A newer version of the Streamlit SDK is available:
1.45.1
sdk: streamlit
English Accent Detection Tool
Project Overview
This tool is a working proof-of-concept designed to evaluate spoken English in candidate video submissions. It automatically extracts audio from a public video or uploaded file, identifies whether the language spoken is English, and classifies the English accent (e.g., American, British, Australian). A confidence score is also provided to aid in candidate screening.

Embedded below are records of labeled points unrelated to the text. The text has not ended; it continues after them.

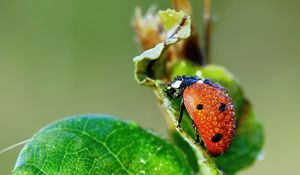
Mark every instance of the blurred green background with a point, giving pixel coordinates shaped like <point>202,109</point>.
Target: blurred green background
<point>59,58</point>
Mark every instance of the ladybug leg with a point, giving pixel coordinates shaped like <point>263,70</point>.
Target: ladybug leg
<point>196,133</point>
<point>182,107</point>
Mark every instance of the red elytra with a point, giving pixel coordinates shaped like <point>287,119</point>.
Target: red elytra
<point>210,108</point>
<point>215,121</point>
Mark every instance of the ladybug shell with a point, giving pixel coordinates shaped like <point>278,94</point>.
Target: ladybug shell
<point>213,114</point>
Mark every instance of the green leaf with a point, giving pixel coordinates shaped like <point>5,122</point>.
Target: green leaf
<point>146,74</point>
<point>249,139</point>
<point>97,144</point>
<point>150,70</point>
<point>246,146</point>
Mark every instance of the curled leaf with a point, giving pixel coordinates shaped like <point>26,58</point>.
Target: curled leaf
<point>150,70</point>
<point>155,70</point>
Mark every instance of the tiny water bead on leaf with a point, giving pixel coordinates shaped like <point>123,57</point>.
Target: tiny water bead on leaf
<point>210,108</point>
<point>98,144</point>
<point>157,66</point>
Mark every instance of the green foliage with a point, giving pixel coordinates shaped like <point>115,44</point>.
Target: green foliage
<point>248,141</point>
<point>97,144</point>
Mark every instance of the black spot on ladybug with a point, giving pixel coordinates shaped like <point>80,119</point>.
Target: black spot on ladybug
<point>207,81</point>
<point>200,106</point>
<point>222,107</point>
<point>217,137</point>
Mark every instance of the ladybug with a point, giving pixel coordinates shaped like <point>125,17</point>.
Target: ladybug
<point>210,108</point>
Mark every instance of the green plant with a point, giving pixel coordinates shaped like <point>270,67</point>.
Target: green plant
<point>99,144</point>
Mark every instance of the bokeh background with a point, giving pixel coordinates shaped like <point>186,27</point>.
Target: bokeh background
<point>60,58</point>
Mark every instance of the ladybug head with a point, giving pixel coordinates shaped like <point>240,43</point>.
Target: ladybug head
<point>176,87</point>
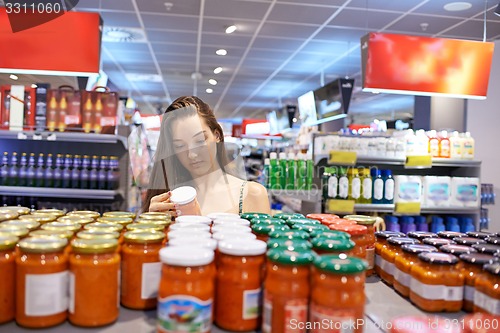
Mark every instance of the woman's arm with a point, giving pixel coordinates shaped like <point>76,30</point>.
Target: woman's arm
<point>256,199</point>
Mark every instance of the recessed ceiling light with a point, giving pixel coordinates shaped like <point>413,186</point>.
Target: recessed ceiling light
<point>457,6</point>
<point>231,29</point>
<point>221,52</point>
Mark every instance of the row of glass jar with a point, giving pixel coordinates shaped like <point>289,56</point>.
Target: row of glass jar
<point>448,271</point>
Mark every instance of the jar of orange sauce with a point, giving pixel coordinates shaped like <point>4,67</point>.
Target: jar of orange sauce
<point>94,266</point>
<point>471,266</point>
<point>338,293</point>
<point>41,282</point>
<point>403,264</point>
<point>487,294</point>
<point>238,284</point>
<point>141,269</point>
<point>436,285</point>
<point>286,294</point>
<point>8,277</point>
<point>186,293</point>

This submission was developed as part of the REM Waste hiring challenge, with emphasis on practicality, technical clarity, and clean design.
Features
Accepts public video URLs (e.g., Loom, MP4 links) or uploaded video/audio files.
Extracts audio using
ffmpeg
.Detects the spoken language using
SpeechBrain
's language identification model.If English is detected, simulates classification into common English accents.
Outputs include:
- Accent classification
- Confidence score (0–100%)
- Brief summary
Live Demo
Deployed Streamlit app (hosted on Streamlit Cloud):
[Live App URL – Insert Link Here]
Technology Stack
- Python 3
- Streamlit for the web interface
- SpeechBrain for spoken language identification
- Torchaudio for audio preprocessing
- FFMPEG for audio extraction
- Requests, Matplotlib for I/O and optional output handling
How It Works
The user inputs a video URL or uploads a file.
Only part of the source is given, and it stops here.